From gray wolf to red wolf
Colossal has conducted extensive research on red wolves, and bioacoustics opens new avenues for red wolf research. The research team wants to see if AI can tell the difference between red and gray wolves based on sound alone.
Additionally, researchers hope to determine varying degrees of ancestry within individual red wolves and even within a single animal. This will transform what was once a genetics task into something far less invasive.
Researchers may one day identify red wolves from their howls rather than blood samples.
Bioacoustic tools may eventually have applications beyond research to conflict prevention.
Gray wolves often come into conflict with humans over livestock. Tools that detect the presence of wolves near a herd could help ranchers proactively avoid conflicts.
Beyond the barking animals
This method is not limited to howling animals. Whales and dolphins, with their underwater songs and echolocation, were early targets.
In principle, almost any vocalizing species can be studied in this way.

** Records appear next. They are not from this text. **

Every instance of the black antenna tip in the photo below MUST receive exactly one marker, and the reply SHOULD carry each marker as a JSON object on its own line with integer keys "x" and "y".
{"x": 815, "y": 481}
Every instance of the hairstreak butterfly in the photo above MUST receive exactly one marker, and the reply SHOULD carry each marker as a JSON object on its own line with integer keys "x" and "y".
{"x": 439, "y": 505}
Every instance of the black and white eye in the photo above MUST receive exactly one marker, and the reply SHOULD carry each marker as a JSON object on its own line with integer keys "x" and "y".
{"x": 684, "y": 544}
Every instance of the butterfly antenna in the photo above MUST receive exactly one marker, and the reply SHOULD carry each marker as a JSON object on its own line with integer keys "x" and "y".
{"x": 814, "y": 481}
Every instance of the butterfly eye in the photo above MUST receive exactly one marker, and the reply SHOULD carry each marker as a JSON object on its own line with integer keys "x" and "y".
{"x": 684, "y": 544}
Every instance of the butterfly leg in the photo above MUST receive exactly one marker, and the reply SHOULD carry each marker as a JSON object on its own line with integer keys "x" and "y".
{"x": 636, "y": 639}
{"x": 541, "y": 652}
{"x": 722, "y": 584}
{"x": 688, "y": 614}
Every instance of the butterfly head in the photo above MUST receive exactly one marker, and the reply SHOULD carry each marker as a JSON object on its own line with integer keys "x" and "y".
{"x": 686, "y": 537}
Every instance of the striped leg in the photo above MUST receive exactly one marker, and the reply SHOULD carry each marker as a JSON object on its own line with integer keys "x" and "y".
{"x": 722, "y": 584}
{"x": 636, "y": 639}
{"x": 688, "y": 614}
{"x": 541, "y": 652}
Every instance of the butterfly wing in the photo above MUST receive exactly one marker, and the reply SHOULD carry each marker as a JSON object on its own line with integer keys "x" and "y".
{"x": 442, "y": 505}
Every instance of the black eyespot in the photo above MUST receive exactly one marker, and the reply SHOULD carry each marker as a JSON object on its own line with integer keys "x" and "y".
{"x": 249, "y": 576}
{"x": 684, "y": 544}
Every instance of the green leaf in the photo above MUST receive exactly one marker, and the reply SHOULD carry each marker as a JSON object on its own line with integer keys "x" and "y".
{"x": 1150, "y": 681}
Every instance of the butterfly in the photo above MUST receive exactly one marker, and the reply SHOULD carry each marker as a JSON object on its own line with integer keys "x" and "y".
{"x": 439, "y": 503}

Vocalizing animals rarely produce simply small datasets, making the task difficult, but not impossible.
Researchers even suggest that elephants’ infrasound calls may be detectable through the ground.
build the next generation
Technology is only as strong as the people who build it. This year, Colossal partnered with the nonprofit organization Conservation Nation to launch its first conservation fellowship.
Conservation Nation works to bring youth from underrepresented communities into fields where they have traditionally been underrepresented.
The program began with two roles. One is the AI for Conservation Fellowship. The other is the Research and Strategy Fellowship.
The research and strategy positions attracted applicants from major universities. The role of AI has also reached international partners, including the Mauritius Institute of Biotechnology.
The team says they received more than 100 applications for the two roles combined. This number is part of a much larger group of more than 1,400 applicants for Colossal’s internships overall this year.
What distinguishes friends
Fellows were selected for more than just their technical skills. The team looked for someone who shared the company’s desire to try something no one had done before.
Candidates who already knew the project stood out. They came eager to talk about howling wolves and discovering rare species.
The research strategy fellow, a doctoral student in conservation genomics, spent a week in Dallas. The fellow then settled into four months of remote work with the bioinformatics team.
Recruited through a partnership with Mauritius, the AI fellow will help launch a new red wolf bioacoustics project and contribute to research on long-billed pigeons.
Although much of the work will be done remotely, the team will bring researchers to Dallas for lab immersion and connect them with mentors.
Different models for conservation
The team says the group has something in common. They want to help envision a future that no one can yet envision.
Many of them are “AI natives,” in the words of conservation staff, bringing new tools and faster ways of working to established teams. That energy fits into the company’s larger philosophy.
Colossal frames itself not as an organization in the field, but as an accelerating force. Identify local partnerships and provide technology and funding to advance work already underway.
This approach is designed to build trust, as this work will be done through local stakeholders and grassroots groups in each region.
long term bet
Matt James, Colossal’s chief animal officer, explains that this interaction is a long-term gamble, not a short-term cost.
He argues that these programs are investments rather than expenditures, another bucket of funds intended to pay dividends in the future.
James likens the effort to the Skunk Works conservation program. This field tends to be considered small, partly because it is chronically underfunded.
The hope is to inject imagination and optimism and encourage the ambitious thinking that the biodiversity crisis demands.
“While we believe wholeheartedly in traditional conservation, we also acknowledge that it cannot keep up with the pace of destruction we are seeing today,” James said.
“We cannot continue to deploy existing measures and expect new results.”